McKenna says when the platform market took off in the UK many providers argued that they could make client management software obsolete. But McKenna says he is now starting to see significant concerns in the life and pension provider community at the power a small number of quality CMS providers could hold.
He says: “Some years ago a number of client management systems started referring to themselves as potentially a ‘wrap of wraps’. It is now becoming clear quite how accurate this was.
“Given their enhanced ability to service legacy life and pension products and manage a far wider range of activity within adviser businesses, such as TCF, Gabriel reporting and Icob/Cob business, combined with the FSAs proposal to outlaw the supply of systems an adviser relies upon to run their business as an inducement, it is not realistic for a platform to try to replace the CMS.”
McKenna says a majority of platforms have never fully addressed the legacy assets issue whereas the CRM market can address that.
He adds: “Many platforms business models assume they will be able to cannibalise the life and pensions community, perhaps they need to look out to see if they are under similar threat?”
Threesixty partner Phil Young disagrees.

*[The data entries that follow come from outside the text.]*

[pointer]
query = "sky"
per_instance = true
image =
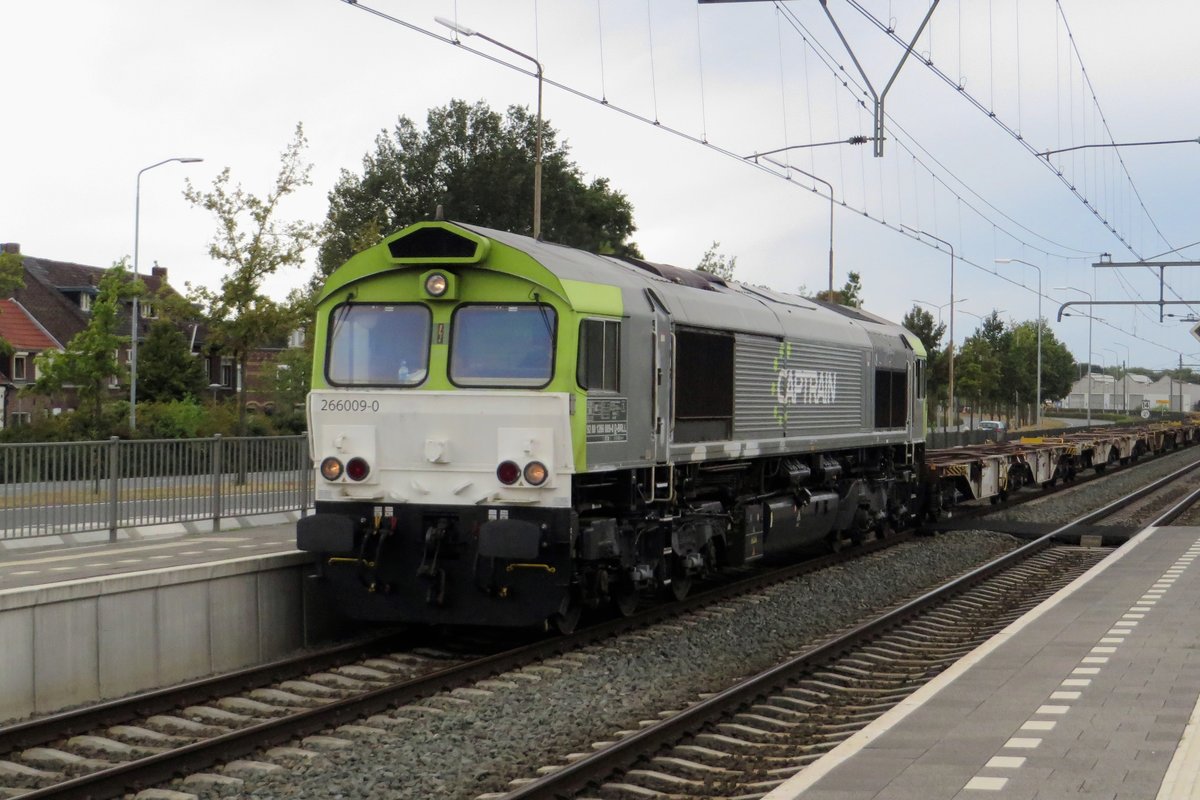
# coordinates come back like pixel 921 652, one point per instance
pixel 665 98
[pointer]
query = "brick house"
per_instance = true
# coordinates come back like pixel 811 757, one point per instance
pixel 28 340
pixel 55 302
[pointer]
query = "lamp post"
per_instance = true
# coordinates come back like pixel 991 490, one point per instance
pixel 133 319
pixel 939 307
pixel 1089 348
pixel 1125 379
pixel 954 410
pixel 1017 260
pixel 1116 360
pixel 537 163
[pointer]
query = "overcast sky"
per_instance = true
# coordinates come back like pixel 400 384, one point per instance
pixel 94 90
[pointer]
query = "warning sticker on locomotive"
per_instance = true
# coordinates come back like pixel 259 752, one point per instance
pixel 607 420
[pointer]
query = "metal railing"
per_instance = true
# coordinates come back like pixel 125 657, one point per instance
pixel 84 486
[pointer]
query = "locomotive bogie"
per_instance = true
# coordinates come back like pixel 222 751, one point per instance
pixel 534 429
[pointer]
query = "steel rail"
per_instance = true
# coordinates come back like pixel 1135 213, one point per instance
pixel 39 731
pixel 581 774
pixel 163 767
pixel 197 756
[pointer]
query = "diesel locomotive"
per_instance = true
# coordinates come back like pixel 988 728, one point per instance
pixel 508 431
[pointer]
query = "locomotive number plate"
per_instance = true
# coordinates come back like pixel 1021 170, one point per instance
pixel 607 420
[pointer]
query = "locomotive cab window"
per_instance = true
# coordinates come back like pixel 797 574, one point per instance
pixel 891 398
pixel 599 348
pixel 503 346
pixel 703 396
pixel 378 344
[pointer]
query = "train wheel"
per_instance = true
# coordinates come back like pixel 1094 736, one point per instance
pixel 565 621
pixel 624 599
pixel 679 587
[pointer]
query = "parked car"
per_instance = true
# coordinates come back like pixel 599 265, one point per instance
pixel 996 427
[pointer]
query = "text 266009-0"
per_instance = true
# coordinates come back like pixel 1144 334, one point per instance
pixel 348 405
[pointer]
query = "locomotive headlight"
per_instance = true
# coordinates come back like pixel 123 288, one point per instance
pixel 508 473
pixel 535 473
pixel 436 284
pixel 357 469
pixel 331 469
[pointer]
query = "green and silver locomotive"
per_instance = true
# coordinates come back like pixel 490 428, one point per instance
pixel 508 431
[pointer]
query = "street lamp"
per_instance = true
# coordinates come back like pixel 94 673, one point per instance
pixel 954 410
pixel 133 320
pixel 1017 260
pixel 537 164
pixel 1116 359
pixel 981 317
pixel 1125 378
pixel 1089 348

He says: “Core to the strength of the platforms is their ability to provide reliable, usually daily priced valuations, by acting as nominee.

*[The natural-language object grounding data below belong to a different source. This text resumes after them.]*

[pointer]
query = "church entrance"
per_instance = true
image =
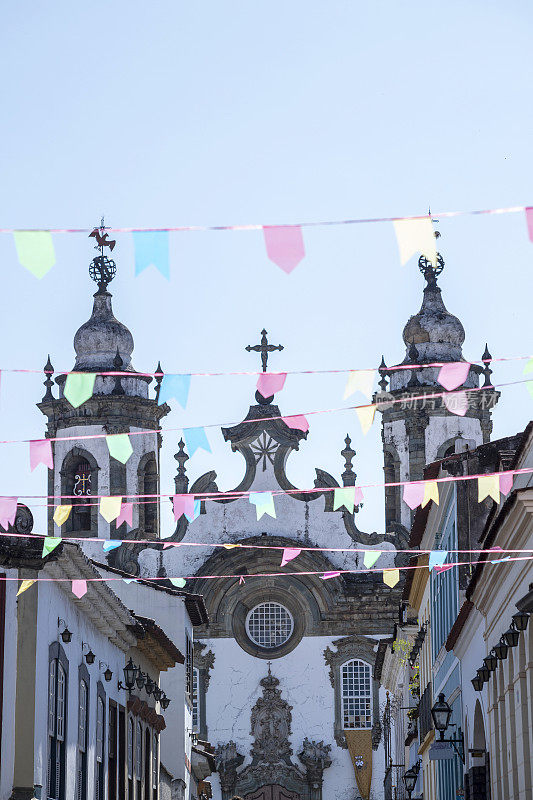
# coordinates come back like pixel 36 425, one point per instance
pixel 272 793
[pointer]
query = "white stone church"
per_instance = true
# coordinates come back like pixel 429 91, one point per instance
pixel 283 682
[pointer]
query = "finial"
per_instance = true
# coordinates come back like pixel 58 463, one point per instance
pixel 101 269
pixel 158 375
pixel 487 372
pixel 181 480
pixel 118 363
pixel 348 476
pixel 382 369
pixel 48 371
pixel 264 348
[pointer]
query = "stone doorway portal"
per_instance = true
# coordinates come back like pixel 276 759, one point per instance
pixel 273 792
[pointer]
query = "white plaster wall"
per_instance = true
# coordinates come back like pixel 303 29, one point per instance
pixel 10 671
pixel 304 683
pixel 54 602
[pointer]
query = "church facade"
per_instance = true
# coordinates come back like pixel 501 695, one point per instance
pixel 283 678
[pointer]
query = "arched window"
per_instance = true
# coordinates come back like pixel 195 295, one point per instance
pixel 356 695
pixel 148 485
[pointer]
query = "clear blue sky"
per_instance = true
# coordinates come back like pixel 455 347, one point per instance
pixel 173 113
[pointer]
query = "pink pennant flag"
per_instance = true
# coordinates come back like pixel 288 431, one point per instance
pixel 299 422
pixel 456 403
pixel 183 504
pixel 453 375
pixel 79 588
pixel 413 494
pixel 269 383
pixel 506 482
pixel 41 453
pixel 126 515
pixel 529 221
pixel 285 245
pixel 8 511
pixel 288 554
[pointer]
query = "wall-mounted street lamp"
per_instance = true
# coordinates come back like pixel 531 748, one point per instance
pixel 66 635
pixel 441 714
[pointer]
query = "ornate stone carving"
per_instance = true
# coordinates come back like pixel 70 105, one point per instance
pixel 227 760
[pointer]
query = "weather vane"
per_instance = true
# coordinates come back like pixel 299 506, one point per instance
pixel 102 269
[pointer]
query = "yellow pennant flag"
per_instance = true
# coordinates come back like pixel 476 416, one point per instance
pixel 110 508
pixel 416 236
pixel 360 380
pixel 366 417
pixel 431 492
pixel 61 514
pixel 25 585
pixel 391 577
pixel 488 486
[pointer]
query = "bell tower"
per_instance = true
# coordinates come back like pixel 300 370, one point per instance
pixel 416 432
pixel 120 403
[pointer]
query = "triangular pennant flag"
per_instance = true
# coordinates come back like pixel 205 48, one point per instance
pixel 288 554
pixel 371 556
pixel 41 453
pixel 284 245
pixel 431 492
pixel 391 577
pixel 529 222
pixel 50 543
pixel 297 422
pixel 111 544
pixel 488 486
pixel 196 439
pixel 110 508
pixel 360 380
pixel 79 588
pixel 25 585
pixel 126 515
pixel 344 496
pixel 413 494
pixel 366 417
pixel 8 511
pixel 35 251
pixel 79 387
pixel 263 502
pixel 416 236
pixel 437 558
pixel 61 514
pixel 456 403
pixel 506 482
pixel 453 375
pixel 268 383
pixel 175 386
pixel 119 446
pixel 151 250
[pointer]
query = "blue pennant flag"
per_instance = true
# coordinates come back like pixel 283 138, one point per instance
pixel 196 439
pixel 151 250
pixel 175 386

“The CRM equivalent, contract enquiry, has never and will never provide an adequate solution for the vast majority of advisers. Nor will a CRM ever provide the trading functionality that a platform offers.”
However, while Young says most advisory firms view platforms as a way of outsourcing admin, which CRMs cannot provide, he adds: “I do agree that CRms are unlikely to be overtaken by platforms though, and believe that the financial planning process will increasingly sit on CRMs or front office applications, with the platforms handling the data aggregation and transactional side of the work.”